Gli schiavi erano forti, ma disarmati. Solo pochi riuscirono a salvarsi.
Per i primi era in gioco la vita o la morte dell’uno o dell’altro:
dipendeva dal pollice verso o dal pollice recto dell’imperatore,
anche e soprattutto se costui era un pazzo o un tiranno. Si soffriva e
si subiva torture prima e ora. Si muore nelle miniere schiacciati da una
frana o intrappolati e asfissiati all’interno o annegati per allagamento
o folgorati e frantumati per lo scoppio di una bolla di grisou.. Si muore
nelle fonderie, in tutti i lavori pesanti e pericolosi e, di solito non
in regola.

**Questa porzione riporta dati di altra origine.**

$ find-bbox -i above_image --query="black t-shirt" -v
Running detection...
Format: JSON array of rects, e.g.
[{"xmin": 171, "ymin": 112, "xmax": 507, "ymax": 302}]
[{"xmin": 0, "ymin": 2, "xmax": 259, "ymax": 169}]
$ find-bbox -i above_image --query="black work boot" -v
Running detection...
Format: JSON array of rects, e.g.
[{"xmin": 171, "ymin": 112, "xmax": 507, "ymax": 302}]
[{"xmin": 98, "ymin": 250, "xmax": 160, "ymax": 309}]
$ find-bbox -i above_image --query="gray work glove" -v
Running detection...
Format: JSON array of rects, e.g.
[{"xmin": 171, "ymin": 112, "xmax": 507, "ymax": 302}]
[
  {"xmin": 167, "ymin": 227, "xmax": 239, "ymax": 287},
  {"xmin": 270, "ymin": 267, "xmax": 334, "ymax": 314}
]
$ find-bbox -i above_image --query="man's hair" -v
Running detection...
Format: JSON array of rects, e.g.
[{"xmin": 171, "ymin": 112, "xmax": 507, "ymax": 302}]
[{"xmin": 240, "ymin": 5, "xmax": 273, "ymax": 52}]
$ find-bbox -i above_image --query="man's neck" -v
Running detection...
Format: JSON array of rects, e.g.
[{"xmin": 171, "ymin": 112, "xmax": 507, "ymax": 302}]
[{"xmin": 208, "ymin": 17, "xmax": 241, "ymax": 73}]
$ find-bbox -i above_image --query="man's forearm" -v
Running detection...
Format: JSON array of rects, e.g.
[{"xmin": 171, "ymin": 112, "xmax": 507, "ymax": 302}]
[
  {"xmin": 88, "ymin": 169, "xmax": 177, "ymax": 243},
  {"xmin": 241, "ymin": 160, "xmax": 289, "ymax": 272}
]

Si moriva e si muore nelle guerre e il motivo non è
da ricercare solo nel fondamentalismo cattolico e islamico, c’entrano
anche quelli. La ragione vera è la sete irrefrenabile d’espansionismo
e d’acquisire fonti di ricchezza. Le conseguenze? Spargimento di
sangue, reazioni a catena d’odio di vendette e d’altre guerre
che stanno prendendo dimensioni ed effetti sempre più spaziali
ed apocalittici. Ma quello che sta succedendo nella società in
periodi di pace, Dio perdonaci se chiamiamo pace la guerra l’uomo
(ognuno di noi!) fa contro la propria coscienza. Non sarebbe giusto disgustare
chi legge questo articolo, ripagando male l’ospitalità offertami
per pubblicarmelo, se continuassi a elencare tutti gli errori e gli orrori,
oltre a quelli su elencati, che stanno accadendo e che sono sotto gli
occhi di tutti. Concludo rivolgendo una preghiera col cuore a Dio, se
mi riterrà degno, di perdonarci tutti e soprattutto i maggiori
responsabili perché non sanno il male che hanno e si hanno fatto.